I have maintained that interest into adulthood though I no longer have either the red chair or the time to just sit and watch.
I’m not sure what is wrong, but the work on Highway 8 between Hartley Street and Oak Creek doesn’t meet my expectations. Hopefully, the project isn’t completed. I thought the turning lane would be a nice addition, but currently that stretch of road doesn’t feel right. In fact, it feels dangerous. Hopefully, I am wrong.
And neither does the striping of the Fourth Street turning lane appear to be right. I understand a mistake was made when it was painted and the plan is to remove and repaint.
Hopefully, that will allow the project to reach its full potential.

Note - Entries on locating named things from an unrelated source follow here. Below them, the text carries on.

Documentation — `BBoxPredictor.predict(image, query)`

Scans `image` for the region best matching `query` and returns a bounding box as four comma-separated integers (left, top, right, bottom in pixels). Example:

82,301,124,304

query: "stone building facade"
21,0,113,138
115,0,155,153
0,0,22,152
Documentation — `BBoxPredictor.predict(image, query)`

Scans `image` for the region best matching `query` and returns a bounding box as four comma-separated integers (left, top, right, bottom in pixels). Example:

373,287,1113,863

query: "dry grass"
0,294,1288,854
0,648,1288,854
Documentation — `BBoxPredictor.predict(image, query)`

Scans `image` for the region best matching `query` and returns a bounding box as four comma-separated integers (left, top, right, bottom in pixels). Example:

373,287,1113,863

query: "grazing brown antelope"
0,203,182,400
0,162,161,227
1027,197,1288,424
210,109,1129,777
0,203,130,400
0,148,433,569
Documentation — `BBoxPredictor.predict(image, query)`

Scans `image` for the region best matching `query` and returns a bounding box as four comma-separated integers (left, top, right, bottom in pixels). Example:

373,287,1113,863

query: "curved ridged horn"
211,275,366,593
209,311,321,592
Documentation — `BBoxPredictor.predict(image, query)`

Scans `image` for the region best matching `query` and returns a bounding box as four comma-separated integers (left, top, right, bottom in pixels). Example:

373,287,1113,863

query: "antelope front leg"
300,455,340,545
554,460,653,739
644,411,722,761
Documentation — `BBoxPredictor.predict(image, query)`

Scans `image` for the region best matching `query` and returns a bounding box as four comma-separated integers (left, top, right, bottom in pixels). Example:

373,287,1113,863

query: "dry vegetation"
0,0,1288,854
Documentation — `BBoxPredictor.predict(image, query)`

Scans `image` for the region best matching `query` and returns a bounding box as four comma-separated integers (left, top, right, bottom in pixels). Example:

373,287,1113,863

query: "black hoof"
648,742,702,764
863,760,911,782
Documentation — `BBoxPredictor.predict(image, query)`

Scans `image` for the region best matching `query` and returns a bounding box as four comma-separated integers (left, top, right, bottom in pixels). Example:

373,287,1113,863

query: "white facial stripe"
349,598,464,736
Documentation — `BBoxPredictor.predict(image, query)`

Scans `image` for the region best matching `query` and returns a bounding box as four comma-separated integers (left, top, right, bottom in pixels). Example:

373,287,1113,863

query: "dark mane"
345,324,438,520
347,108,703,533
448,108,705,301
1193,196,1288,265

As for Highway 14 south to the stateline, I was excited the new asphalt included parking places at the end of each bridge. I thought the widened asphalt at the ends of the bridges would really be great when I wanted to inspect stream flow and take pictures near the bridge. Fishermen could park on asphalt when wanting to fish off the bridge or nearby. I could park my vehicle out of the traffic flow on a hard surface and not worry about it getting stuck. Though I haven’t seen many people doing so in recent years, the bridges were once popular with fishermen who liked to stand on the bridge and dangle their lines over the side.
I don’t know how many fish they caught but they frequently interrupted our telephone service when they cast a bit high and their line wrapped around the overhead telephone wires along the side of the bridges. Wires wrapped with fishing line often resulted in undesirable cross talk and it was hard to free the fishing line entangled wires.
The old river bridge was barely wide enough for two lanes of traffic but when I was looking at the river and a motor vehicle approached from the south, I could step over the banister and stand on the natural gas pipeline that was hung on the bridge. That way the drivers had the full width of the bridge.
When I was a youngster, the bridges didn’t have guard rails on the ends and I forgot the current design adds the steel guard rails. This week I discovered what I thought was a wonderful parking space was really the weed barrier beneath the guard rail.